Hint: The following calculation may be helpful.
exp(0.003377*55)
[1] 1.204103
4)
Now, consider the logistic regression model resulting from the following R command.
M_Grad_admit_gre_top_int <-glm(data=Grad, admit ~ gre * TopTier, family =binomial(link ="logit"))summary(M_Grad_admit_gre_top_int)
Call:
glm(formula = admit ~ gre * TopTier, family = binomial(link = "logit"),
data = Grad)
Coefficients:
Estimate Std.
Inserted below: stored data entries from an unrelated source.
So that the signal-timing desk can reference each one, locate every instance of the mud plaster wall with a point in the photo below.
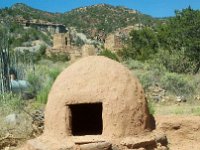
(98, 79)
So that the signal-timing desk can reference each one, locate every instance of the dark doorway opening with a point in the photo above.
(86, 119)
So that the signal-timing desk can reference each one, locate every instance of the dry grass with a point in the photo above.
(177, 109)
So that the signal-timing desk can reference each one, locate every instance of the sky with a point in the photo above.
(155, 8)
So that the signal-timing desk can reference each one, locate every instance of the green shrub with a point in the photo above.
(10, 103)
(42, 95)
(177, 84)
(109, 54)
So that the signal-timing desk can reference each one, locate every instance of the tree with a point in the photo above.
(142, 45)
(185, 35)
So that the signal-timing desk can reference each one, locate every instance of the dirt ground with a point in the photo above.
(183, 132)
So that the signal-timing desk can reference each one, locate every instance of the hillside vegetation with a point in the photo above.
(92, 20)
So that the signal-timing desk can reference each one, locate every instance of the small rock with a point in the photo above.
(96, 146)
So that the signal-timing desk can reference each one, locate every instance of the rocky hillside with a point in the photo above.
(91, 20)
(104, 19)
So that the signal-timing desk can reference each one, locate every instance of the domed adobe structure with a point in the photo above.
(94, 97)
(117, 97)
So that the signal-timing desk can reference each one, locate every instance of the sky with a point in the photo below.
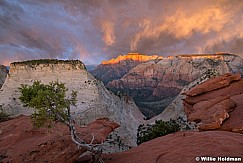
(96, 30)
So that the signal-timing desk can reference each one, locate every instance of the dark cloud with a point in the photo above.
(93, 30)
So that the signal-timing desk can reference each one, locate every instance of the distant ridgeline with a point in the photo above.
(93, 99)
(154, 81)
(50, 61)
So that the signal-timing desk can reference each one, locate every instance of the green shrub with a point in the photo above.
(160, 128)
(49, 102)
(3, 116)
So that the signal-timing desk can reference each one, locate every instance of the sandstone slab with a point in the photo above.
(21, 142)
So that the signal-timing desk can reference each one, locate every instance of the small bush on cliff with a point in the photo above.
(3, 116)
(50, 104)
(160, 128)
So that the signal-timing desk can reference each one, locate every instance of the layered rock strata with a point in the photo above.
(155, 81)
(93, 99)
(3, 74)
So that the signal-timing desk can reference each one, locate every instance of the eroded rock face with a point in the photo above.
(183, 147)
(164, 79)
(93, 99)
(109, 72)
(21, 142)
(212, 102)
(3, 74)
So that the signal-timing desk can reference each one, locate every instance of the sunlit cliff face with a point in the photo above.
(132, 56)
(95, 30)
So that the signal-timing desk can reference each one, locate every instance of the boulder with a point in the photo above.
(183, 147)
(213, 102)
(21, 142)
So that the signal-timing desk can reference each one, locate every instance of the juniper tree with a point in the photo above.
(51, 104)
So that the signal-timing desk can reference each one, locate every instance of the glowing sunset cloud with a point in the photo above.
(95, 30)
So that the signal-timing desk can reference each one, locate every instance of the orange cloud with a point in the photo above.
(108, 30)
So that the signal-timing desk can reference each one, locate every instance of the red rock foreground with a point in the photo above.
(183, 147)
(20, 142)
(217, 103)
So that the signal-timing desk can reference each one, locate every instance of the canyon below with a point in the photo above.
(202, 92)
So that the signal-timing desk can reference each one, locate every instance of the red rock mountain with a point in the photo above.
(3, 74)
(116, 68)
(155, 83)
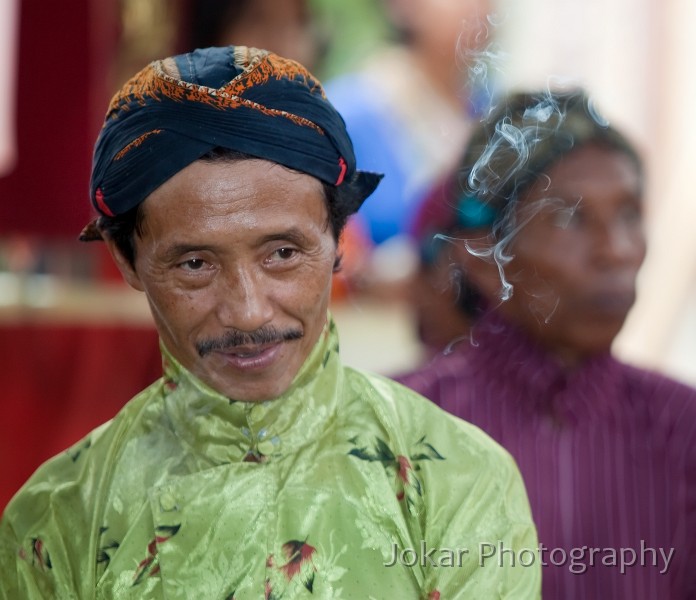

Error z value Pr(>|z|)
(Intercept) -2.8825292 0.6839726 -4.214 0.000025 ***
gre 0.0032473 0.0011183 2.904 0.00369 **
TopTierTRUE 0.6630025 1.5695442 0.422 0.67272
gre:TopTierTRUE 0.0006627 0.0025429 0.261 0.79439
---
Signif. codes: 0 '***' 0.001 '**' 0.01 '*' 0.05 '.' 0.1 ' ' 1
(Dispersion parameter for binomial family taken to be 1)
Null deviance: 499.98 on 399 degrees of freedom
Residual deviance: 472.49 on 396 degrees of freedom
AIC: 480.49
Number of Fisher Scoring iterations: 4
a)
Explain, in context, how this model is different than the one in Questions 2 and 3. (Don’t just say that it contains an interaction, but rather, explain what that means in context.)
b)
Do the data provide evidence that gre score affects the probability of successful grad school admission differently for students at top tier schools than at other schools? Justify your answer.
c)
Which model should we use (this one or the one in Question 2) to make inferences? Explain your answer.